Quand Kavita Kuruganti, animateur national de l'ASHA (Alliance pour une agriculture durable et holistique), un réseau de bénévoles, a déposé un litige d'intérêt public devant le tribunal suprême de l'Inde en 2017 pour demander l'interdiction des pesticides dangereux, la position du gouvernement était que les décès et les blessures étaient le résultat d'une mauvaise utilisation et que les produits chimiques figurant sur la liste des substances dangereuses étaient utilisés aux États-Unis et dans d'autres pays avancés.
Il a ensuite été souligné par l'ASHA qu'aux États-Unis, en raison des niveaux élevés de mécanisation, seulement environ deux pour cent de la population entre en contact direct avec les pesticides. En revanche, l'agriculture en Inde est pratiquée par un grand nombre d'agriculteurs marginaux impliqués dans tous les aspects de la culture, y compris la pulvérisation de pesticides sur leur petite exploitation. Rares sont ceux qui peuvent s'offrir un équipement de protection individuelle de base.
Parmi les produits chimiques de la nouvelle liste qui doivent être interdits en Inde, il y a le monocrotophos, qui est si toxique que l'Environmental Protection Agency des États-Unis exige que les travailleurs qui le manipulent soient protégés par des respirateurs. Le monocrotophos est le pesticide le plus responsable des décès en Inde et devrait, par droits, ont été interdits il y a longtemps, disent les agences de bénévolat.
"Nous craignons que la puissante industrie chimique trouve des moyens de retarder l'interdiction effective d'au moins certains des 27 pesticides de la liste, " Narasimha Reddy, conseiller auprès de l'association à but non lucratif Pesticide Action Network (PAN) India, dit SciDev.Net. "Ils peuvent même se cacher derrière le marasme économique causé par les blocages du COVID-19 en Inde qui ont duré plus de deux mois."
Déjà l'Agence d'information sur les investissements et de notation de crédit (ICRA), qui conseille le commerce et l'industrie, a publié une note avertissant que les agriculteurs seraient exposés à des attaques de ravageurs sur leurs cultures, car les 27 pesticides proposés à interdire représentent une partie importante de l'arsenal contre toute une gamme de ravageurs qui affligent à la fois les cultures vivrières et commerciales.

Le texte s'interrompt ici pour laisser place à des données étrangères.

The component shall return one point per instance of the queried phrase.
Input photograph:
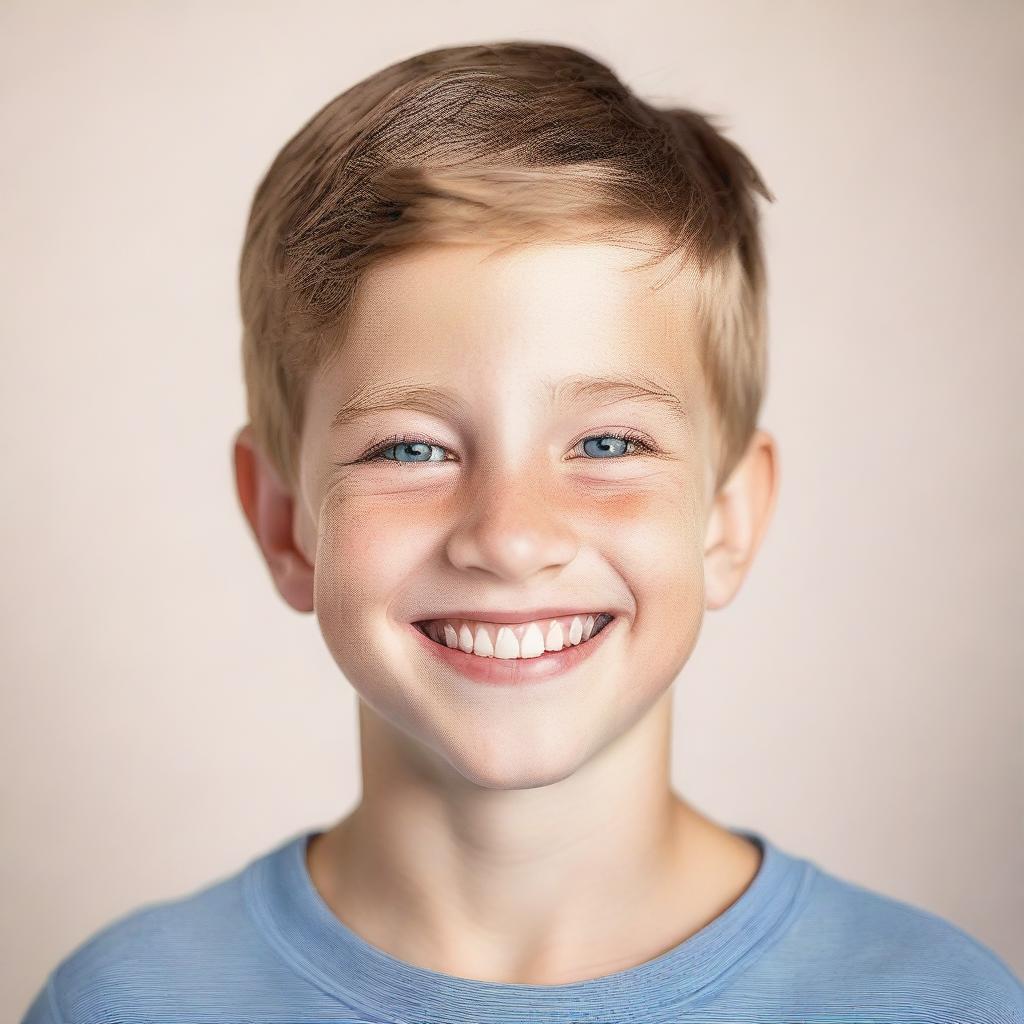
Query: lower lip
(515, 671)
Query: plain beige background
(167, 718)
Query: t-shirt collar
(295, 919)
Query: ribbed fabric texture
(262, 947)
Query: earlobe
(738, 518)
(269, 509)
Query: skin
(517, 835)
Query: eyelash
(377, 451)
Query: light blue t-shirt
(262, 947)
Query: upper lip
(530, 614)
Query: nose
(510, 529)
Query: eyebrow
(370, 399)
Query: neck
(599, 871)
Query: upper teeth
(507, 641)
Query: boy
(509, 466)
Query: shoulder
(155, 962)
(896, 957)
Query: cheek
(366, 550)
(654, 540)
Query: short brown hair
(513, 141)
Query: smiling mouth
(519, 641)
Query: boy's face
(512, 510)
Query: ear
(269, 507)
(739, 515)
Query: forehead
(518, 320)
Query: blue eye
(413, 450)
(418, 451)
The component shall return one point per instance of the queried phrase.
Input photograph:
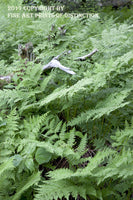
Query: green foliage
(63, 135)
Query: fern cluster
(64, 136)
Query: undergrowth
(64, 136)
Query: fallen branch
(82, 58)
(54, 63)
(6, 78)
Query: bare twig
(6, 78)
(82, 58)
(54, 63)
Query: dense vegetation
(67, 136)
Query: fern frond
(32, 180)
(105, 107)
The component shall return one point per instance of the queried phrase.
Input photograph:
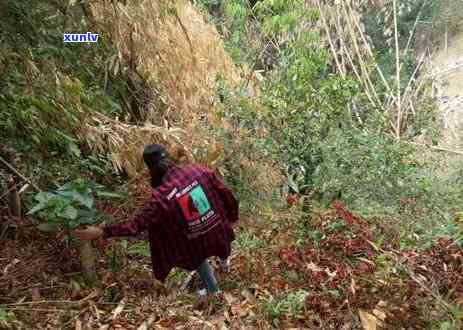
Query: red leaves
(292, 199)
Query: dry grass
(173, 48)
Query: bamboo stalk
(359, 54)
(370, 52)
(333, 49)
(397, 55)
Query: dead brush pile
(179, 57)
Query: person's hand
(89, 233)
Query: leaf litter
(349, 279)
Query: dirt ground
(448, 69)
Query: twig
(15, 171)
(333, 49)
(458, 152)
(367, 46)
(41, 310)
(397, 57)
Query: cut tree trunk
(88, 262)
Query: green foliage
(290, 305)
(141, 249)
(70, 206)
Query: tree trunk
(87, 262)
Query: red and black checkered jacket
(189, 218)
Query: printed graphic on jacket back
(199, 215)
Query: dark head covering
(154, 154)
(156, 159)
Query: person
(189, 218)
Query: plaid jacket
(189, 218)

ICRA, dans une note, avertit également que « dans un scénario où plusieurs pesticides sortaient du brevet, et les acteurs indiens devaient investir dans la fabrication de ces produits, la perte de revenus du fait de l'interdiction pourrait sérieusement entraver la capacité de la branche de production nationale d'offrir de nouveaux produits sur le marché indien".

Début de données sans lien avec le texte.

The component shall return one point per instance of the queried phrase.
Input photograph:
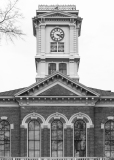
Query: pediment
(57, 84)
(56, 14)
(58, 90)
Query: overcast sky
(96, 46)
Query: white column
(37, 42)
(77, 40)
(71, 68)
(42, 69)
(42, 39)
(71, 39)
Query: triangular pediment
(56, 14)
(57, 84)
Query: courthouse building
(57, 116)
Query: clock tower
(57, 28)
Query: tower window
(63, 68)
(4, 138)
(34, 138)
(109, 138)
(57, 138)
(51, 68)
(79, 138)
(57, 47)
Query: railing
(55, 158)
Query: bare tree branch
(9, 18)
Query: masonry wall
(95, 136)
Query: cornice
(56, 101)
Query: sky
(96, 46)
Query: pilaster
(43, 39)
(71, 39)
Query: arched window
(4, 138)
(63, 68)
(51, 68)
(34, 138)
(57, 138)
(109, 138)
(80, 138)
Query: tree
(9, 18)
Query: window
(79, 138)
(51, 68)
(4, 138)
(109, 138)
(56, 138)
(57, 47)
(34, 138)
(62, 68)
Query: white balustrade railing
(55, 158)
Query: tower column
(71, 39)
(42, 39)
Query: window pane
(60, 145)
(37, 145)
(60, 47)
(34, 138)
(37, 126)
(80, 138)
(54, 145)
(60, 135)
(37, 154)
(60, 153)
(63, 68)
(112, 135)
(107, 153)
(31, 135)
(112, 154)
(7, 153)
(54, 153)
(7, 147)
(107, 145)
(54, 135)
(57, 138)
(31, 153)
(109, 138)
(31, 126)
(53, 46)
(4, 138)
(37, 135)
(31, 145)
(51, 68)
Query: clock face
(57, 34)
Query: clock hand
(60, 35)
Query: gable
(46, 86)
(57, 90)
(56, 14)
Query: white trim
(4, 118)
(80, 115)
(86, 140)
(110, 117)
(53, 84)
(31, 115)
(27, 140)
(56, 116)
(63, 139)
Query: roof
(11, 92)
(99, 91)
(103, 92)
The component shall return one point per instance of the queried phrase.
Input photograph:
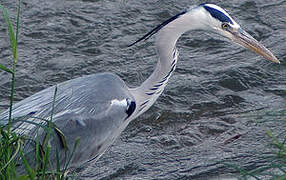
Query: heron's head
(219, 21)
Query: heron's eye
(225, 26)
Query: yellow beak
(243, 38)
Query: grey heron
(97, 108)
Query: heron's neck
(146, 94)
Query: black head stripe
(218, 14)
(156, 29)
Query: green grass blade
(5, 69)
(29, 170)
(18, 21)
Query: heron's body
(97, 108)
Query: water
(218, 104)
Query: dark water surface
(218, 104)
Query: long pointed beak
(243, 38)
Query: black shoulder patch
(218, 14)
(131, 106)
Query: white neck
(147, 93)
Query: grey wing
(92, 108)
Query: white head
(213, 18)
(219, 21)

Pour l'instant, le ministère de l'Agriculture et du Bien-être des agriculteurs, qui a rendu l'arrêté du 14 mai proposant l'interdiction, a donné aux industries, impliqués dans la fabrication de pesticides, insecticides et fongicides, 45 jours pour déposer leurs objections. "Nous voulons que les 27 produits chimiques identifiés par le gouvernement comme dangereux soient immédiatement interdits - des milliers de vies sont en jeu, " dit Reddy.